Orang jatuh cinta memang buta. Benarkah demikian? Atau…. mungkin lebih tepatnya
banyak orang yang dibutakan oleh keinginan dirinya sendiri sehingga berpikir apa yang dia
rasakan itu cinta padahal bukan. Itulah yang terjadi pada Simson di dalam relasinya dengan
Delila.
Di Hakim-hakim 16:4 dicatat “Simson jatuh cinta kepada seorang perempuan dari lembah
Sorek yang namanya Delila.” Alkitab seperti biasa tidak mencatat panjang lebar tentang
Delila, sehingga kita hanya bisa mengetahui karakter dan pemikiran Delila dari apa yang ia
lakukan atau ucapkan. Ucapan pertama yang keluar dari mulut Delila, setidaknya kita tahu
wanita macam apakah Delila ini, “Ceritakanlah kiranya kepadaku, karena apakah kekuatanmu
demikian besar, dan dengan apakah engkau harus diikat untuk ditundukkan?” Pertanyaan pertama
memang pertanyaan yang wajar, karena semua orang memang terkagum-kagum akan kekuatan super
Simson yang seperti superhero Hulk yang sanggup memukul mati 1.000 orang musuh hanya
dengan rahang keledai.

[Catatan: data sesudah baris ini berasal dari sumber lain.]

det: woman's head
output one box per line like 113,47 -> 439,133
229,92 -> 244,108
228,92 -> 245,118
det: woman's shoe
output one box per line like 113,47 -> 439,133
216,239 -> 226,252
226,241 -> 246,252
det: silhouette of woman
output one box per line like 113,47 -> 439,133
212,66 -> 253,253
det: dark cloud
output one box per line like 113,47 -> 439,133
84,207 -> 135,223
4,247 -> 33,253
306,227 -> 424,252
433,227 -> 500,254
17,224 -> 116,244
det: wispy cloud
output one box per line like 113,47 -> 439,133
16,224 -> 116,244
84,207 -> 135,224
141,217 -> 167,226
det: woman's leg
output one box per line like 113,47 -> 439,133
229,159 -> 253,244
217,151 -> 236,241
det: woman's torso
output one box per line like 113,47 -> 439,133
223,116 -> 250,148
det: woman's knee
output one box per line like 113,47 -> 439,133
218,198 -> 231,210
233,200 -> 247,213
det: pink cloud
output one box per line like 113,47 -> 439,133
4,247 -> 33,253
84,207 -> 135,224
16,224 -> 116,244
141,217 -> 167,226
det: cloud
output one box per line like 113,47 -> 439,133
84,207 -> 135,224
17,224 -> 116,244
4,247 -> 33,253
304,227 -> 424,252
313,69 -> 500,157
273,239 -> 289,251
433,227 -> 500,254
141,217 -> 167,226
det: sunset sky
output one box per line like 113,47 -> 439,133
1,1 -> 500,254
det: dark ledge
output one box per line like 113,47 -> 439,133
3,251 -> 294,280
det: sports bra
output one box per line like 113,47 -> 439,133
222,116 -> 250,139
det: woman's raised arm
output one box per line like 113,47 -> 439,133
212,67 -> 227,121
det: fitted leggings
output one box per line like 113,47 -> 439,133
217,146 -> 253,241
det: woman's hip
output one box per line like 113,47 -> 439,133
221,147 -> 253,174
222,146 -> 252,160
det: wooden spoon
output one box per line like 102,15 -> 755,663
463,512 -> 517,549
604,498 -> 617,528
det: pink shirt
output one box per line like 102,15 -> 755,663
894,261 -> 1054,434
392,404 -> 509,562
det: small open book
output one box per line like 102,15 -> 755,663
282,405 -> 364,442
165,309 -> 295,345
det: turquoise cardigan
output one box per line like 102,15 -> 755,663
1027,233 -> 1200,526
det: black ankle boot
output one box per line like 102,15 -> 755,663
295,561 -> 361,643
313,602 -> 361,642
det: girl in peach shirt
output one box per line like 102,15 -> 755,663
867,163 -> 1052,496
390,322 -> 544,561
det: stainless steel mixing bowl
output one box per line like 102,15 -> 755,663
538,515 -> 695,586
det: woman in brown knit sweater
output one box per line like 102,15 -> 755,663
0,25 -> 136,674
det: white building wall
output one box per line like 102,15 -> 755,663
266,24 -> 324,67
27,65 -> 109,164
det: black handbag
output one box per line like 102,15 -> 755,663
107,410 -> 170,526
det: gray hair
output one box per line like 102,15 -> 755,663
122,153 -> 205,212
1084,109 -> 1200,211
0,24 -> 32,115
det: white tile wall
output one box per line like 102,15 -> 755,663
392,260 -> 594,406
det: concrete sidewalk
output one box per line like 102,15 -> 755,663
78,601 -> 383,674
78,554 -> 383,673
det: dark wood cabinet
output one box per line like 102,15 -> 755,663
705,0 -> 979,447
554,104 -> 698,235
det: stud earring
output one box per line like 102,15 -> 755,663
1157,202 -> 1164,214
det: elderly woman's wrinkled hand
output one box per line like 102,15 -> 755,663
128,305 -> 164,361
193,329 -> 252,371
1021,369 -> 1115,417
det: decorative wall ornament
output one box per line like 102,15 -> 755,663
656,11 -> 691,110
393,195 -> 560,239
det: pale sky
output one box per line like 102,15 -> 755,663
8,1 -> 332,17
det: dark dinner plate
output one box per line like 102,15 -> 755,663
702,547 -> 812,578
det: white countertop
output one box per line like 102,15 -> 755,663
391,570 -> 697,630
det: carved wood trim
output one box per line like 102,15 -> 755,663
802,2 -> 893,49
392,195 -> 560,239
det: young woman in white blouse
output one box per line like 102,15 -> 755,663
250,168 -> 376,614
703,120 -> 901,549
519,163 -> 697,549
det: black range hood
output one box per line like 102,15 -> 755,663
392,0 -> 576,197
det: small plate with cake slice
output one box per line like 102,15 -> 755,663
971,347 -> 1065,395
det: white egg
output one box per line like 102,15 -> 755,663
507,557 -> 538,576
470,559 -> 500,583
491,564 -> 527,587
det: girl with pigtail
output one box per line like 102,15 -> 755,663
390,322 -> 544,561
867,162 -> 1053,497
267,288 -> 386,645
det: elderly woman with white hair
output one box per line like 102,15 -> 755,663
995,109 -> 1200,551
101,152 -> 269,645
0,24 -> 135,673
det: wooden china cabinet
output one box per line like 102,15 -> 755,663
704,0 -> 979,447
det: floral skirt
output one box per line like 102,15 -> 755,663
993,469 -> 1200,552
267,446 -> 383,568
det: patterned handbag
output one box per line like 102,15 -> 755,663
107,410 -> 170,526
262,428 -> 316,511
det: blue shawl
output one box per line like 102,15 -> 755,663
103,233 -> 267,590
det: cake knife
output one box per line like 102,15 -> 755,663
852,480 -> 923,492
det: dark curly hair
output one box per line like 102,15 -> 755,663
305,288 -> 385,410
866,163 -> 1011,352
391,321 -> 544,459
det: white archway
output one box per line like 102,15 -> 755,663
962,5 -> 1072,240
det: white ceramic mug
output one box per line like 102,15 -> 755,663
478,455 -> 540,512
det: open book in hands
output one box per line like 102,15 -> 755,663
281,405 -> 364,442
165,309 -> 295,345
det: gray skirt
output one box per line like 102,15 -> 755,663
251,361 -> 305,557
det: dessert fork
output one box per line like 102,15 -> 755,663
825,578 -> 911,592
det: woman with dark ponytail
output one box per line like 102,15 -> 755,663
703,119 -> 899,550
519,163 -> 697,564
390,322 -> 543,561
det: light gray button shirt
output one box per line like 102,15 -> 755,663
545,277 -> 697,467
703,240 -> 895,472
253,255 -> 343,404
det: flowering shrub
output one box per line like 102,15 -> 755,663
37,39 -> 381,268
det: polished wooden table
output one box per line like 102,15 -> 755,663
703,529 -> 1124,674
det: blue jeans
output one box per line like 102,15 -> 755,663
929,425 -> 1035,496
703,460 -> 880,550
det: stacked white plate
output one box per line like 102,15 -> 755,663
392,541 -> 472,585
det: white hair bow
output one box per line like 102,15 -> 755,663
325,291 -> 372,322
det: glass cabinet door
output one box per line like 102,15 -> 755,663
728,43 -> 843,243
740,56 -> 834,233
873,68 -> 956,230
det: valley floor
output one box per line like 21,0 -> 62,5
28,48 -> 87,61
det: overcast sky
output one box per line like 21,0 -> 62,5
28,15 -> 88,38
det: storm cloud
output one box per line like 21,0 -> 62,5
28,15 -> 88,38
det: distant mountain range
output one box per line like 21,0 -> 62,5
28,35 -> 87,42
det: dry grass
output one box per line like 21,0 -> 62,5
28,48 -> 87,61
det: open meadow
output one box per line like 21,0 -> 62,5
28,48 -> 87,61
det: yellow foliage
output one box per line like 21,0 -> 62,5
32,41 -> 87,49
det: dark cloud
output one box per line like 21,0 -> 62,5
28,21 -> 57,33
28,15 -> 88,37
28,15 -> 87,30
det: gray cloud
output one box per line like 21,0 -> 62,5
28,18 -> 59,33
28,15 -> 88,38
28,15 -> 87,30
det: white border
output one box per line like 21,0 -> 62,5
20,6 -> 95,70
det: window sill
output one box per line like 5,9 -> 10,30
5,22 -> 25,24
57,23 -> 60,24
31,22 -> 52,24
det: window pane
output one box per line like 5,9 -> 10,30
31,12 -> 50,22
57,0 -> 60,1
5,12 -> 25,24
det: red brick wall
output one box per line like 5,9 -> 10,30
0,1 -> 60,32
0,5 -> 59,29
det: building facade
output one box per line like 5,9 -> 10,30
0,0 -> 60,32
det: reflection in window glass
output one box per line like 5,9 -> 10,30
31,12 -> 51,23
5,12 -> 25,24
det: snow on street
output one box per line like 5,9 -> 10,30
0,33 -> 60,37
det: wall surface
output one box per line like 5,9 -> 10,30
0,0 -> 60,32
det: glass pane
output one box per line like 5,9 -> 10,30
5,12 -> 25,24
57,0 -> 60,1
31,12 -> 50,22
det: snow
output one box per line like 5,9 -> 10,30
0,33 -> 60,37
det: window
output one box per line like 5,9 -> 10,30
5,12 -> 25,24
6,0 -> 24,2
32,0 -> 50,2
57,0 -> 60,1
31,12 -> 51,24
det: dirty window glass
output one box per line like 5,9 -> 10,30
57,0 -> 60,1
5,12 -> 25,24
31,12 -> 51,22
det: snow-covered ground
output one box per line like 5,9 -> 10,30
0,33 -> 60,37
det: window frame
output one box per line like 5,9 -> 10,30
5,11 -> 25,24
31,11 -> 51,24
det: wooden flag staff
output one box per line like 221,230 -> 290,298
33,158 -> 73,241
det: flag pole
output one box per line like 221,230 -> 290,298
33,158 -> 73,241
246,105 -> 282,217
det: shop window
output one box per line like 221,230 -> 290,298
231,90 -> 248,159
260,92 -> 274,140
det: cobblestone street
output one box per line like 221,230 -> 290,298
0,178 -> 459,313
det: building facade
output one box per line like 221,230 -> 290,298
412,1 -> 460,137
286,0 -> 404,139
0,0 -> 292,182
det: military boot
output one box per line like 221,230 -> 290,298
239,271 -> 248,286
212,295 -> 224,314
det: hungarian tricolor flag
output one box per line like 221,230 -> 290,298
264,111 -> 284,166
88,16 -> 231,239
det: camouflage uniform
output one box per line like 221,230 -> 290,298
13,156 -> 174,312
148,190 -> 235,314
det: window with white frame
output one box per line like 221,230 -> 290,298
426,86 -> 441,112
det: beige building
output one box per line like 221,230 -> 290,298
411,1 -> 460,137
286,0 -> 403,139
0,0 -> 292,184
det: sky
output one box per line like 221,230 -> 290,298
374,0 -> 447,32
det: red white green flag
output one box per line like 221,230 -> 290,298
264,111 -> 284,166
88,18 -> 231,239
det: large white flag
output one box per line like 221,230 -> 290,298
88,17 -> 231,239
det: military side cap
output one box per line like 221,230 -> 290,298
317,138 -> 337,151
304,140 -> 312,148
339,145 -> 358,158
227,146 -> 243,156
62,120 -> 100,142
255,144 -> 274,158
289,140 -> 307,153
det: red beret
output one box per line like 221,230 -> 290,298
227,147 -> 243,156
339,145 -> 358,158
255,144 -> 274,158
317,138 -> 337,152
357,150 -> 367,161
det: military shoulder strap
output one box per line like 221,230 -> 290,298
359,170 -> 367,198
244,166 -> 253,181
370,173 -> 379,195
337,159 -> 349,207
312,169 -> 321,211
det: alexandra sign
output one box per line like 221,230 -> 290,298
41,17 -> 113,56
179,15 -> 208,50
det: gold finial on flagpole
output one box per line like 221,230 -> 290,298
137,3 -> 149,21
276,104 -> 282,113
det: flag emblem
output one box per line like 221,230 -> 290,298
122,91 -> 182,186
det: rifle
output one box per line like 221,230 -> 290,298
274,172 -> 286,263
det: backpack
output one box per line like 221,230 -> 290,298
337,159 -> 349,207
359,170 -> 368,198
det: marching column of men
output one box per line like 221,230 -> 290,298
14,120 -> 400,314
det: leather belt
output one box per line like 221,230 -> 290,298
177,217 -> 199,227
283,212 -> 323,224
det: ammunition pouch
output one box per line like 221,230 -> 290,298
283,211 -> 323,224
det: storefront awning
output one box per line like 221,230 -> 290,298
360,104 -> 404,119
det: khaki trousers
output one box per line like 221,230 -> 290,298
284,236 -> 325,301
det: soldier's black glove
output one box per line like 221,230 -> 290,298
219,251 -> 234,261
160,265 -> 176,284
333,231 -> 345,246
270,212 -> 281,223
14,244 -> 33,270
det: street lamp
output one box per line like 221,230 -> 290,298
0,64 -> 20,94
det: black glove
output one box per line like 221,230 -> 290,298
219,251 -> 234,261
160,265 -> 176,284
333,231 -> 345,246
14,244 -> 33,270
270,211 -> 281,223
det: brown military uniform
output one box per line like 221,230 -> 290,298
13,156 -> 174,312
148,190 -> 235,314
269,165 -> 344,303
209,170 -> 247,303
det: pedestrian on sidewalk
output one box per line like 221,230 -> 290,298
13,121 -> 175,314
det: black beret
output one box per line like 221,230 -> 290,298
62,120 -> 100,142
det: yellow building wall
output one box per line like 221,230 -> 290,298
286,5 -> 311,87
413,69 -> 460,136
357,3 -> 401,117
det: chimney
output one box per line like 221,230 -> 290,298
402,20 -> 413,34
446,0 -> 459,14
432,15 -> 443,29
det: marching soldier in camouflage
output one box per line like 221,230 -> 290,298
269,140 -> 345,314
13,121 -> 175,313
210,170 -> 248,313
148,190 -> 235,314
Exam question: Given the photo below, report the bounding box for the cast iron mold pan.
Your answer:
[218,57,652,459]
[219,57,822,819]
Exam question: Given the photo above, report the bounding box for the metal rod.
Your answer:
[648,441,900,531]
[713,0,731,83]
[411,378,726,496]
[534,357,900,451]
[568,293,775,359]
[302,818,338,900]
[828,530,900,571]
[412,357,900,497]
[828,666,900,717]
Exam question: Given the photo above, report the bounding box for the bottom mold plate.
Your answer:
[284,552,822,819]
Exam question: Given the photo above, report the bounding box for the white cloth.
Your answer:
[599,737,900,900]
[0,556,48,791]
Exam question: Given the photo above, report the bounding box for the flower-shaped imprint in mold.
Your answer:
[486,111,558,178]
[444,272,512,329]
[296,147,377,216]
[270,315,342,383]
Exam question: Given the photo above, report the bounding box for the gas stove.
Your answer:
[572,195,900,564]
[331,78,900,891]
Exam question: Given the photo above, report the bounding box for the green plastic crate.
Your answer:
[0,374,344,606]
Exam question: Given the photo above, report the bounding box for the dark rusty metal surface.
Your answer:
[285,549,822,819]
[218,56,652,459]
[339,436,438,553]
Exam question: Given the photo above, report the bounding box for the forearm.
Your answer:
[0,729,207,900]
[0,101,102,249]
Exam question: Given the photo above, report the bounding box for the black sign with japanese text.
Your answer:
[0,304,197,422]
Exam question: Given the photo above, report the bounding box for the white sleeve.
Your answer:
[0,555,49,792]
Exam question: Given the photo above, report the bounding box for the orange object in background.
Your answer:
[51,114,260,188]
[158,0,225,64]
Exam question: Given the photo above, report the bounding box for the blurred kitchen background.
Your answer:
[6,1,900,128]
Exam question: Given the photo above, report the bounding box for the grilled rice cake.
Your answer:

Namun pertanyaan kedua itu sangat sangat tidak lazim. Itu pertanyaan
yang meminta rahasia terdalam seseorang dibongkar, sama tidak lazimnya jika seorang maling
bertanya dengan sopan, “Apa pin ATM-mu?” atau “Apa kode no. sandi brankasmu?”
Yang lebih tidak lazim adalah akhirnya setelah beberapa kali Delila menipu Simson, akhirnya
Simson benar-benar memberi tahu “kode rahasia”-nya kepada musuh dalam selimut ini,
yang memang waktu itu mungkin benar-benar di dalam selimut yang hangat. Namun pertanyaan
selanjutnya, kenapa Simson terlibat dan melanjutkan hubungan yang berbahaya tersebut?
Ada dua penjelasan yang akan dibahas dalam dua artikel. Artikel pertama ini hanya
membahas penjelasan pertama. Simson terlibat dalam hubungan berbahaya ini bisa dijelaskan
dengan sifat-sifat kecanduan. Dia sangat sadar apa yang ia lakukan. Orang yang kecanduan
tahu dia di dalam bahaya, tetapi setiap kali dia masuk ke dalam bahaya ini, kondisi ini
memberikan perasaan “high”, semacam kepuasan besar ketika melewati bahaya tersebut.
Sehingga orang yang kecanduan narkoba misalnya akan terus mencoba dosis yang makin tinggi
untuk mencapai kondisi “high” ini. Atau juga orang yang terus mencari tantangan yang
lebih lagi, misalnya naik tebing tanpa pengaman, makin bahaya makin besar “reward”
kepuasan yang didapat ketika mampu melewatinya. Karena itu, kita dapat membaca
bagaimana Simson makin lama makin berbahaya, awalnya diikat oleh tali yang dengan
mudah diputuskannya sampai kemudian rambutnya ditenun dan akhirnya dicukur.
Dia terus terlibat dengan Delila bukan karena benar-benar ia cinta kepada Delila, sama
seperti seorang cinta kepada narkoba. Pecandu narkoba mencintai narkoba karena narkoba
dapat memberikan kenikmatan pribadi. Sangat mungkin, Simson berpikir dia jatuh cinta kepada
Delila, tetapi yang sebenarnya bukan cinta. Simson berpikir dia makin cinta ketika ia makin
“mengorbankan dirinya”, makin dalam kecanduan dirinya. Kita juga tidak kebal, kita mungkin
sekali juga demikian. Mari kita merenung, mungkinkah kita juga dibutakan oleh kecanduan kita?